Configured by you, not by us
Tarth is not a platform we pre-configure for each jurisdiction. It is a platform that you configure — because configurability is the point.
For each jurisdiction, you shape:
- The rulebook — load the clauses and logic that apply
- The risk matrix — weightings, tiers, thresholds
- The client classification logic — including things like minimum-net-wealth thresholds, investor categorisation, and any jurisdiction-specific classification rules
- The screening configuration — lists, PEP rules, adverse media scope, disposition workflows
- The document requirements — what needs to be collected, in what form, for which client type
- The forms — the ones sent to the client, the ones kept on file
- The recommendation logic — how a risk rating maps to a recommended action
Every configuration can be saved as a group — a full jurisdiction profile — and tagged to the clients it applies to. An institution running in ADGM and DIFC has 2 groups. Add Cayman, and there are 3. Add BVI and the UK, and there are 5. One tool. Five saved groups. Every client tagged to the right one.
What this looks like per jurisdiction
The examples below are illustrative. They describe the kinds of configurations an institution might build on Tarth, not a regulatory recommendation. Configurations should always reflect your own compliance team’s interpretation of the rulebook in force.
ADGM (UAE)
Configure Tarth to the FSRA framework — client classification under the FSRA Conduct of Business rules, including a configurable proof-of-net-wealth threshold for professional client eligibility. CDD and EDD thresholds set to the FSRA AML module. Sanctions screening aligned to the UAE consolidated list alongside the UN and OFAC lists FSRA expects. Proof-of-address and UBO requirements per FSRA guidance. Save it as the ADGM group. Tag every ADGM client to it.
DIFC (UAE)
Configure Tarth to the DFSA framework — the DFSA Conduct of Business module, the DFSA AML rulebook, the specific client categorisation logic DFSA runs, and the screening scope DFSA expects. The workflow the DIFC team sees is identical to the ADGM team’s. The saved group underneath is different.
Cayman (CIMA)
Configure Tarth to the CIMA AML Regulations: know-your-investor requirements for mutual funds and private funds, beneficial ownership under the Beneficial Ownership Transparency Act, the specific PEP treatment CIMA expects, and the sanctions scope CIMA-supervised entities are expected to run. Save it as the Cayman group. Tag every Cayman fund to it.
BVI (FSC)
Configure Tarth to the BVI FSC AML framework, VIRRGIN beneficial ownership filing alignment, and the economic substance considerations BVI clients carry. Same workflow, BVI group underneath.
The UK (FCA)
Configure Tarth to FCA expectations — the Money Laundering Regulations 2017, JMLSG guidance, the FCA’s financial crime rulebook, the CDD and EDD thresholds UK firms are expected to apply, and the sanctions scope including the UK OFSI consolidated list. Save it as the UK group. Tag every UK client to it.
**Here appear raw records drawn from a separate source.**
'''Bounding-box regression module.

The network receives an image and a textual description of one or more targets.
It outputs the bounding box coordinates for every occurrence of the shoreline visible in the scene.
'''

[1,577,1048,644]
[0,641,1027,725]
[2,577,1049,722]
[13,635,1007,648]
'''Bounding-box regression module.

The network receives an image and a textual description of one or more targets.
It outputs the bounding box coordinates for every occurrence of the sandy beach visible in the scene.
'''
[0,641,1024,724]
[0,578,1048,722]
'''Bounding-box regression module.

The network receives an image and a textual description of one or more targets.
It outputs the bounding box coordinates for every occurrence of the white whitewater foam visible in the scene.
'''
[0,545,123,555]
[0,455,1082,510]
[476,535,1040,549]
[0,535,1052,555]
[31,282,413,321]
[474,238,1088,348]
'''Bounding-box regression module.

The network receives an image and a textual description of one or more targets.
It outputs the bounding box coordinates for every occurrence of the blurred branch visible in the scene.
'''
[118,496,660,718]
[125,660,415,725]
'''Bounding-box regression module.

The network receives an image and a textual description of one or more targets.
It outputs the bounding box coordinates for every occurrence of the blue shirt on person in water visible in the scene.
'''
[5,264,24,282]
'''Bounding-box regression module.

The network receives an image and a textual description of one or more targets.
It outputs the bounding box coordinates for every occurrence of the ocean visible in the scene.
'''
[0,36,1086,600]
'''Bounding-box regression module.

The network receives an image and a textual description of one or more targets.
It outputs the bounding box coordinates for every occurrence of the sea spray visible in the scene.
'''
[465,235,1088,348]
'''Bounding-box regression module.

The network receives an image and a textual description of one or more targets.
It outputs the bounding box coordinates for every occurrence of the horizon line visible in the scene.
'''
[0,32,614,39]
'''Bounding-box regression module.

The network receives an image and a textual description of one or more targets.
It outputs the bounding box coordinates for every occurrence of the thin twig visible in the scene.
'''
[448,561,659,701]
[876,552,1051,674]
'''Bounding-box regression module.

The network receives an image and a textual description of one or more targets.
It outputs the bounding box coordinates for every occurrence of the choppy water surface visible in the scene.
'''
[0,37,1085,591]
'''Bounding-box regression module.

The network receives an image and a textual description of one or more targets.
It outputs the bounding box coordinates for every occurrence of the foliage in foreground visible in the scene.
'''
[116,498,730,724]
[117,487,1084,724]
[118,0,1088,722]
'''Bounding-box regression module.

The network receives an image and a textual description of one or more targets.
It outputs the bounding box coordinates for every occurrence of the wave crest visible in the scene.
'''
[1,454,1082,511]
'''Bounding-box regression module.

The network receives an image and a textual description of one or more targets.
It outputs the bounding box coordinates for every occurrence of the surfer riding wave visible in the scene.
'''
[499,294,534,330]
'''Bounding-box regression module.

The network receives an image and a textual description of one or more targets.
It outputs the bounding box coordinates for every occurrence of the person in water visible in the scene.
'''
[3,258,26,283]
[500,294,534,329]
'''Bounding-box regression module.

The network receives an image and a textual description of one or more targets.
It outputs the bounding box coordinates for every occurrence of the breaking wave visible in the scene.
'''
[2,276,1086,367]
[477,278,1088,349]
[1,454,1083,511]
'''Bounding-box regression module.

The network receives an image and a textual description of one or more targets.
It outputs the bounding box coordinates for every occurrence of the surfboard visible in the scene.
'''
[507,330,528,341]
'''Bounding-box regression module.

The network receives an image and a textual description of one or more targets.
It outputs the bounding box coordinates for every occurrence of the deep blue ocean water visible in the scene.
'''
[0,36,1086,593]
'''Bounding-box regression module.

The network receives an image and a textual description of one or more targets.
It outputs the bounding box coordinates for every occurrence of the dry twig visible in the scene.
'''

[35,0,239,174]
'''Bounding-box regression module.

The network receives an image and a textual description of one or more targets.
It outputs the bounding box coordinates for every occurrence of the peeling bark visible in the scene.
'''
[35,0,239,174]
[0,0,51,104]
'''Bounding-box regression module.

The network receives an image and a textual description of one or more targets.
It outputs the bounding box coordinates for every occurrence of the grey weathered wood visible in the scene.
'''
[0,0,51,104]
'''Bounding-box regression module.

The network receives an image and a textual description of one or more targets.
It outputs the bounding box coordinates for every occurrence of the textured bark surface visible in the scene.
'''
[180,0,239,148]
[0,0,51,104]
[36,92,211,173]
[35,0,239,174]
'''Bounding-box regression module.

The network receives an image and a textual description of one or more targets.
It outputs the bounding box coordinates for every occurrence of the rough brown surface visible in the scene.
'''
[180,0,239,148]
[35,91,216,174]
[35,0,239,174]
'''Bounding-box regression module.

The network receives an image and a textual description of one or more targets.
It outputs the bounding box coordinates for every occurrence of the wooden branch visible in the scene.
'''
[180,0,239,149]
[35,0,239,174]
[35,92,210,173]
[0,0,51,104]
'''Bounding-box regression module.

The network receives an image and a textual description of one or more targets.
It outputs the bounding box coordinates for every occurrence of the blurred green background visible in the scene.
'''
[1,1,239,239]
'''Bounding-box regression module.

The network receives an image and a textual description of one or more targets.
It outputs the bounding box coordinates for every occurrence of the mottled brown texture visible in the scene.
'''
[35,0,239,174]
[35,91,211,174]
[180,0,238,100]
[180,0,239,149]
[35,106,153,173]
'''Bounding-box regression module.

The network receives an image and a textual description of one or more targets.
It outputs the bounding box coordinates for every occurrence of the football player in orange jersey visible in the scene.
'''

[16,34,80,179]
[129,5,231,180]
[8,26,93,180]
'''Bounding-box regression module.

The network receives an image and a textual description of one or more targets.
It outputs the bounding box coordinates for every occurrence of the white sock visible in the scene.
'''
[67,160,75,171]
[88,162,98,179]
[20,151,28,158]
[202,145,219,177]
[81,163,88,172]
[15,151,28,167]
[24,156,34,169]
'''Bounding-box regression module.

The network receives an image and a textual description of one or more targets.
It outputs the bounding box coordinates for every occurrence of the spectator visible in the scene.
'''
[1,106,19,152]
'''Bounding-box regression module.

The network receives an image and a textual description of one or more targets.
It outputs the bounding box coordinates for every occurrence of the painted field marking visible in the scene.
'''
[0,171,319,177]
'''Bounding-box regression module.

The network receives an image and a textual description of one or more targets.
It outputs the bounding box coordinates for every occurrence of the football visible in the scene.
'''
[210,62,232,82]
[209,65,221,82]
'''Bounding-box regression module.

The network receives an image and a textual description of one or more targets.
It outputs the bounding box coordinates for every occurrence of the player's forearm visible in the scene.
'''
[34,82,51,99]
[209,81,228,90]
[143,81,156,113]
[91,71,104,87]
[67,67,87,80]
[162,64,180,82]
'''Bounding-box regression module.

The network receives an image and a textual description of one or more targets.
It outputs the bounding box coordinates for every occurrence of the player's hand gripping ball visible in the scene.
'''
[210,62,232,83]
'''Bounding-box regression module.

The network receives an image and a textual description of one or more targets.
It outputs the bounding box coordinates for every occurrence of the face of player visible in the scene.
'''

Without rebuilding. Without custom development.
This is the part that matters most. When your institution adds a new jurisdiction — a new fund in Cayman, a new entity in BVI, a UK arm — nothing gets rebuilt. No engineering ticket. No vendor escalation. No waiting. You configure a new group on the platform you already have, save it, tag the relevant clients to it, and the AI KYC agent executes against it from the next onboarding forward.
Configuration is self-serve. It sits in the compliance function, not in a vendor contract.
Why this matters
Institutions scale. New jurisdictions come with new funds, new entities, new markets. If every new jurisdiction means a new tool, a new implementation, a new team variant, scaling is slow and painful — and the compliance team pays the cost in rework.
A self-serve, configurable platform removes that tax. You scale across jurisdictions on your own terms. You own the configuration. You own the rulebook. You own the speed at which new jurisdictions get stood up.
Tarth is jurisdiction-agnostic by design, configurable per jurisdiction by your team, scalable across as many regulatory contexts as your institution operates in. Five jurisdictions today. Ten tomorrow. The workflow stays constant. The team stays intact. The onboarding file at the end of each one is built to the standard of the regulator that will read it.
That is what we built. That is what is running today.